Robin Hood | Film reviews, news & interviews
Not a bullseye: Russell Crowe gives an oaken performance as the legendary outlaw
There's a fabulous movie about Robin Hood opening today. Step forward Gianluigi Toccafondo, whose luminescent five-minute Rotoscope animated version of the myth is an impressionistic, utterly original blender-mix of Chagall, Bacon and Munch. The only snag is that, to catch it, you do first have to sit through a 140-minute live-action curtain-raiser, directed by Ridley Scott and starring Russell Crowe - an Oscar-winning actor who's here as wooden and broad in the beam as a Sherwood oak. At 46, he's also a bit long in the tooth to be starring in a film that bills itself as about the beginning of the legend (could Scott perchance be thinking of a sequel?)
Which is not to say that there's not a fair bit to enjoy here, for a start the gorgeous sense of landscape (even if the film wasn't always shot on the authentic locations) and the visceral battle scenes, all soaring and swooping crane and helicopter shots spiked with buckets of pitch, flaming arrows and battering rams. The script is professional, complex, and meaty in every sense. It opens with the death of Richard the Lionheart while besieging a French castle. A certain Robin Longstride (Crowe) is one of the doughty yeomen in his army heading home to England from the Crusades. En route, he's entrusted with a sword by a dying nobleman who desires Robin to return it to his father. In so doing, Robin finds himself eased into the bedchamber of Marion, the man's widow, played by Cate Blanchett whose frosty hauteur never quite melts into sexual passion.

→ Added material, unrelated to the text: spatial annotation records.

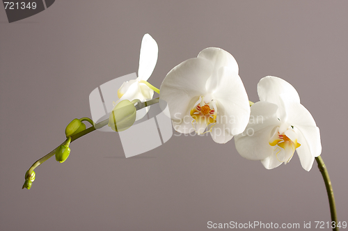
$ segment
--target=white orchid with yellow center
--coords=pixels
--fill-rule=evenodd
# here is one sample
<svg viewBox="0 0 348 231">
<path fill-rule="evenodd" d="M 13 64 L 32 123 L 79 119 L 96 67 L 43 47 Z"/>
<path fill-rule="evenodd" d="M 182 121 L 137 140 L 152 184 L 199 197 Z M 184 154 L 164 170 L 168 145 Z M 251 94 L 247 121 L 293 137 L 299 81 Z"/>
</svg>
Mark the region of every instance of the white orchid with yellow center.
<svg viewBox="0 0 348 231">
<path fill-rule="evenodd" d="M 258 93 L 260 102 L 251 107 L 246 130 L 235 138 L 237 150 L 271 169 L 289 163 L 296 150 L 302 167 L 309 171 L 322 153 L 320 134 L 295 88 L 282 79 L 266 77 Z"/>
<path fill-rule="evenodd" d="M 159 97 L 167 102 L 174 129 L 180 133 L 210 132 L 215 142 L 225 143 L 248 124 L 249 102 L 238 64 L 220 48 L 205 49 L 173 68 Z"/>
<path fill-rule="evenodd" d="M 152 98 L 154 90 L 157 89 L 147 81 L 152 74 L 157 62 L 157 43 L 147 33 L 143 37 L 141 42 L 138 78 L 123 83 L 117 91 L 119 99 L 115 103 L 115 106 L 124 99 L 139 99 L 143 102 Z M 148 111 L 148 108 L 139 110 L 136 112 L 136 120 L 143 118 Z"/>
</svg>

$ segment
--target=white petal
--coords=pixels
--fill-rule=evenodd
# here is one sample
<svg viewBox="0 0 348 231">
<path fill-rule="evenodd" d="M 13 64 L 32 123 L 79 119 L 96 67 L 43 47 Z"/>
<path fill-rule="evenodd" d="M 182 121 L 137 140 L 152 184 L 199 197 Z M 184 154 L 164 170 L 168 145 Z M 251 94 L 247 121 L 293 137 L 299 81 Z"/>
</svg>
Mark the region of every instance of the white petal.
<svg viewBox="0 0 348 231">
<path fill-rule="evenodd" d="M 259 102 L 251 106 L 251 109 L 246 130 L 235 136 L 236 149 L 244 158 L 262 160 L 274 152 L 274 147 L 269 141 L 280 123 L 276 116 L 278 106 L 267 102 Z"/>
<path fill-rule="evenodd" d="M 310 146 L 307 142 L 306 138 L 303 136 L 302 133 L 298 129 L 297 134 L 299 136 L 298 142 L 301 144 L 301 146 L 296 149 L 299 158 L 300 159 L 301 165 L 304 170 L 309 171 L 314 162 L 314 156 L 312 155 L 310 150 Z M 318 131 L 319 132 L 319 131 Z"/>
<path fill-rule="evenodd" d="M 140 79 L 147 81 L 152 74 L 157 62 L 158 46 L 156 41 L 148 33 L 143 37 L 140 49 L 139 69 Z"/>
<path fill-rule="evenodd" d="M 258 84 L 258 93 L 260 101 L 266 101 L 281 106 L 279 95 L 299 104 L 300 97 L 295 88 L 286 81 L 275 77 L 266 77 L 261 79 Z"/>
<path fill-rule="evenodd" d="M 219 122 L 224 122 L 230 134 L 241 134 L 250 117 L 249 100 L 244 86 L 238 74 L 229 67 L 219 69 L 219 79 L 218 90 L 212 96 L 218 102 L 218 116 L 226 118 Z"/>
<path fill-rule="evenodd" d="M 228 51 L 216 47 L 208 47 L 198 54 L 198 58 L 203 58 L 210 61 L 215 70 L 221 67 L 228 67 L 238 74 L 238 63 L 235 58 Z"/>
<path fill-rule="evenodd" d="M 299 129 L 303 135 L 312 156 L 316 157 L 320 155 L 322 153 L 320 132 L 310 113 L 299 103 L 289 102 L 283 97 L 282 100 L 285 106 L 287 122 Z"/>
<path fill-rule="evenodd" d="M 212 72 L 212 65 L 206 59 L 194 58 L 173 68 L 160 88 L 159 97 L 167 102 L 172 119 L 184 118 L 200 96 L 207 95 L 205 83 Z M 196 101 L 190 102 L 195 98 Z"/>
<path fill-rule="evenodd" d="M 118 97 L 120 98 L 122 95 L 125 95 L 125 93 L 127 93 L 127 91 L 132 84 L 136 83 L 138 83 L 138 79 L 132 79 L 124 82 L 117 91 L 117 95 L 118 95 Z"/>
</svg>

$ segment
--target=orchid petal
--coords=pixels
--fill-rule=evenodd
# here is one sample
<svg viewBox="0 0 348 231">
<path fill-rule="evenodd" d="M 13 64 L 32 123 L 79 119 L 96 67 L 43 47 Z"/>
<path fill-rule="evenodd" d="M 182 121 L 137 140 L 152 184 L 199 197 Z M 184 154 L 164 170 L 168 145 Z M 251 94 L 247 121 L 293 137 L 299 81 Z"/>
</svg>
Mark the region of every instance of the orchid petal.
<svg viewBox="0 0 348 231">
<path fill-rule="evenodd" d="M 278 106 L 267 102 L 259 102 L 251 106 L 251 119 L 245 131 L 235 136 L 236 149 L 242 157 L 248 159 L 265 159 L 274 152 L 269 141 L 280 123 L 276 116 Z M 271 160 L 265 161 L 269 166 L 274 166 L 269 165 Z"/>
<path fill-rule="evenodd" d="M 283 162 L 279 161 L 277 159 L 276 154 L 272 154 L 271 156 L 261 160 L 261 163 L 266 169 L 273 169 L 283 164 Z"/>
<path fill-rule="evenodd" d="M 216 71 L 221 67 L 228 67 L 238 74 L 238 63 L 235 58 L 232 54 L 221 48 L 205 48 L 198 54 L 198 57 L 209 60 Z"/>
<path fill-rule="evenodd" d="M 283 97 L 281 99 L 285 106 L 287 122 L 296 127 L 303 135 L 313 157 L 320 155 L 320 132 L 310 113 L 301 104 L 288 101 L 287 98 Z"/>
<path fill-rule="evenodd" d="M 286 81 L 275 77 L 261 79 L 258 84 L 258 93 L 260 101 L 276 104 L 279 107 L 282 106 L 279 99 L 280 94 L 289 100 L 300 103 L 300 97 L 295 88 Z"/>
<path fill-rule="evenodd" d="M 141 80 L 147 81 L 150 78 L 156 66 L 157 56 L 157 43 L 150 35 L 147 33 L 143 37 L 140 49 L 138 76 Z"/>
<path fill-rule="evenodd" d="M 302 134 L 302 133 L 298 129 L 296 130 L 299 135 L 299 143 L 301 143 L 301 146 L 298 148 L 296 151 L 297 152 L 297 155 L 300 159 L 302 168 L 303 168 L 304 170 L 309 171 L 313 166 L 315 157 L 312 155 L 310 146 L 308 145 L 307 140 L 303 136 L 303 134 Z"/>
</svg>

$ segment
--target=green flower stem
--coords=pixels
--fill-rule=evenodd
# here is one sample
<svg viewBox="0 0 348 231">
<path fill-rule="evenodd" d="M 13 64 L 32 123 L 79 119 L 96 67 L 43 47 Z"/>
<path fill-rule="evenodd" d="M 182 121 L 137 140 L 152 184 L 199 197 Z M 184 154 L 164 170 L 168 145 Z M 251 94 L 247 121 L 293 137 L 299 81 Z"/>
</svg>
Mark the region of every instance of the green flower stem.
<svg viewBox="0 0 348 231">
<path fill-rule="evenodd" d="M 94 126 L 94 122 L 91 119 L 90 119 L 89 118 L 88 118 L 88 117 L 83 117 L 83 118 L 81 118 L 80 119 L 80 121 L 81 122 L 82 122 L 82 121 L 87 121 L 87 122 L 88 122 L 90 124 L 90 125 Z"/>
<path fill-rule="evenodd" d="M 155 104 L 158 102 L 159 102 L 159 98 L 153 99 L 146 101 L 144 102 L 137 102 L 136 108 L 136 110 L 139 110 L 142 108 L 144 108 L 144 107 L 146 107 L 148 106 L 152 105 L 152 104 Z M 94 124 L 93 122 L 92 121 L 92 120 L 90 120 L 90 118 L 86 118 L 86 117 L 84 117 L 84 118 L 81 118 L 80 120 L 88 121 L 91 125 Z M 83 120 L 81 120 L 81 121 L 83 121 Z M 34 170 L 34 169 L 36 168 L 38 166 L 40 166 L 40 164 L 42 164 L 45 161 L 46 161 L 49 158 L 54 156 L 54 154 L 56 154 L 56 151 L 58 150 L 59 146 L 61 146 L 61 145 L 66 145 L 68 143 L 72 143 L 72 141 L 76 141 L 79 138 L 82 137 L 82 136 L 88 134 L 88 133 L 90 133 L 90 132 L 95 131 L 95 129 L 103 127 L 104 126 L 105 126 L 108 124 L 108 122 L 109 122 L 109 119 L 106 119 L 105 120 L 103 120 L 102 122 L 98 122 L 97 124 L 95 124 L 95 126 L 92 126 L 90 127 L 88 127 L 88 129 L 84 129 L 84 131 L 79 132 L 78 134 L 74 134 L 74 136 L 72 136 L 71 137 L 67 138 L 67 139 L 64 142 L 63 142 L 61 144 L 58 145 L 58 147 L 56 148 L 55 149 L 54 149 L 51 152 L 48 153 L 47 154 L 46 154 L 43 157 L 37 160 L 34 164 L 33 164 L 31 167 L 30 167 L 29 170 L 28 170 L 27 174 L 31 174 L 33 173 L 33 171 Z M 23 185 L 23 187 L 22 189 L 24 189 L 24 185 Z"/>
<path fill-rule="evenodd" d="M 329 173 L 327 171 L 325 163 L 324 163 L 322 157 L 319 156 L 315 157 L 315 160 L 318 163 L 318 168 L 323 175 L 324 182 L 325 182 L 325 186 L 326 187 L 327 196 L 329 197 L 329 203 L 330 204 L 330 211 L 331 213 L 331 221 L 335 222 L 335 225 L 338 224 L 337 221 L 337 212 L 336 212 L 336 205 L 335 203 L 335 197 L 333 196 L 333 190 L 332 189 L 331 181 L 330 180 L 330 177 L 329 176 Z M 332 229 L 333 230 L 338 230 L 338 228 L 335 227 Z"/>
<path fill-rule="evenodd" d="M 146 84 L 149 88 L 155 90 L 157 93 L 159 94 L 159 89 L 150 84 L 150 83 L 147 81 L 141 80 L 140 82 Z"/>
</svg>

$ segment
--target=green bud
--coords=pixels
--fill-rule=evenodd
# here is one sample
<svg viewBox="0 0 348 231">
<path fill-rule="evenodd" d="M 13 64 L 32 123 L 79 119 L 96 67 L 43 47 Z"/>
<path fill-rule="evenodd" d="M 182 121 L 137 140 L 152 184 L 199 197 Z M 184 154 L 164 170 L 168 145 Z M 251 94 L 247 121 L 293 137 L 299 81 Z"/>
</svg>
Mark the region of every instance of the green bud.
<svg viewBox="0 0 348 231">
<path fill-rule="evenodd" d="M 79 119 L 74 119 L 65 128 L 66 137 L 73 136 L 86 129 L 86 125 Z"/>
<path fill-rule="evenodd" d="M 33 185 L 33 182 L 30 180 L 26 180 L 24 182 L 24 184 L 23 184 L 23 187 L 22 189 L 30 189 L 31 188 L 31 185 Z"/>
<path fill-rule="evenodd" d="M 122 132 L 129 129 L 135 122 L 136 109 L 128 99 L 120 102 L 113 108 L 109 118 L 108 126 L 113 131 Z"/>
<path fill-rule="evenodd" d="M 31 182 L 33 182 L 35 180 L 35 173 L 34 171 L 31 173 L 31 174 L 29 174 L 29 170 L 27 170 L 26 173 L 25 173 L 25 180 L 29 180 Z"/>
<path fill-rule="evenodd" d="M 56 160 L 60 163 L 63 163 L 69 157 L 70 154 L 70 148 L 69 146 L 61 145 L 56 152 Z"/>
</svg>

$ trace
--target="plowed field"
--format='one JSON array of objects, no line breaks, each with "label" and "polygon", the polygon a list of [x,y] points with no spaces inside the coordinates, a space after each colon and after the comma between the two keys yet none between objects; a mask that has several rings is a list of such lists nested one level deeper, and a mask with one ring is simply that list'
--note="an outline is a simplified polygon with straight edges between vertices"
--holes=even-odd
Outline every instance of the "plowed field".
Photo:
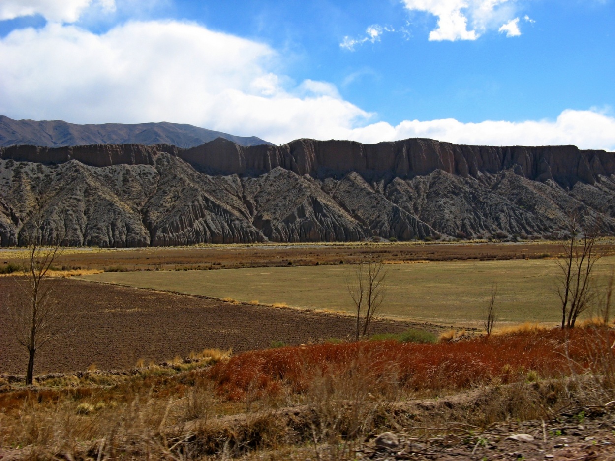
[{"label": "plowed field", "polygon": [[[23,299],[12,277],[0,277],[0,374],[25,373],[25,349],[15,340],[5,306]],[[37,353],[34,373],[133,366],[139,359],[160,362],[205,348],[240,352],[345,337],[351,317],[129,288],[71,279],[56,290],[65,335]],[[374,333],[398,333],[409,324],[380,321]]]}]

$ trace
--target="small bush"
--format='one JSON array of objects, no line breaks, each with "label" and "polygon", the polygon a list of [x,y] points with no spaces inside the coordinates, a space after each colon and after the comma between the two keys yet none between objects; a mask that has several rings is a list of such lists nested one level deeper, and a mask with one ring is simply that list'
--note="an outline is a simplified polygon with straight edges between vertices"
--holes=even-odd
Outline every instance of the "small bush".
[{"label": "small bush", "polygon": [[80,403],[77,406],[77,414],[90,414],[96,411],[93,405],[89,403]]},{"label": "small bush", "polygon": [[344,342],[344,340],[338,337],[328,337],[325,340],[325,342],[330,342],[331,344],[341,344]]},{"label": "small bush", "polygon": [[103,270],[105,272],[126,272],[128,271],[125,267],[122,267],[121,266],[111,266],[109,267],[105,267]]},{"label": "small bush", "polygon": [[416,328],[408,328],[401,333],[375,334],[370,339],[376,341],[392,340],[398,341],[399,342],[420,342],[424,344],[436,342],[438,341],[438,337],[430,331],[417,329]]},{"label": "small bush", "polygon": [[0,267],[0,274],[12,274],[21,270],[22,268],[18,264],[9,262],[4,267]]}]

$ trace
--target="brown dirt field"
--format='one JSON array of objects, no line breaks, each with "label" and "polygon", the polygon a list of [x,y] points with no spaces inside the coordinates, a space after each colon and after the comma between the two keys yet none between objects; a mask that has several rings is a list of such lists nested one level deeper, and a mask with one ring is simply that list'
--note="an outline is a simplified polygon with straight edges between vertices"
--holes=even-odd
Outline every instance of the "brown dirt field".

Meanwhile Richard's sneaky kid brother, John (Oscar Isaac), whom sibling rivalry and his mother's disfavour have turned into an aggressive, selfish runt, has assumed the throne and finds himself caught up in a Gallic plot to divide and conquer the country. The yarn of how Albion routed the perfidious, cowardly French should go down a right treat on the Croisette where Robin Hood opens the Cannes Film Festival tonight.
Scott has been grudgingly shilling for his film in a series of spectacularly dull interviews that convey the impression even he isn't inspired by it - if you want, you can read one here and another one here. This is a circumspect, revisionist, marketing man's Robin. The opening sequence has Marion routing a band of marauders with her expert archery (worry not, female audience demographic: this is not going to be just another boys' own movie, not matter that she proceeds to vanish from the story for the next 35 minutes). Shortly thereafter, Robin delivers a homily against the anti-Islam Crusades, and soon a little bit of eco self-sufficiency is thrown in too, in the rotund shape of apiculturist Friar Tuck (Mark Addy) - he feeds his bees and they feed him right back, not to mention coming in handy to sting the villains when called upon.
Crowe and Scott have boasted that this is not another tale of men in tights - but isn't that rather a pity? Admirable as it is, their film could do with a healthy dose of full-blown Mel Brooks kitsch, or super swash-and-buckle, or the sweet autumnal melancholy of Richard Lester's Robin and Marian, or Alan Rickman's glowering Sheriff of Nottingham who stole away Robin Hood Prince of Thieves from under the beaky nose of Kevin Costner - one intriguing early concept for Scott's film, then titled Nottingham, told the story from the viewpoint of the law-enforcer, though the Sheriff is here reduced to a bit player. That's the trouble with Crowe's clenched-teeth hero. He leaves the film with a slab of superb supporting performances (including William Hurt, Eileen Atkins, Max von Sydow and Mark Strong) in search of a real central character, or even - for all the mead that's furiously quaffed - just a little laid-back sense of everyday merriment.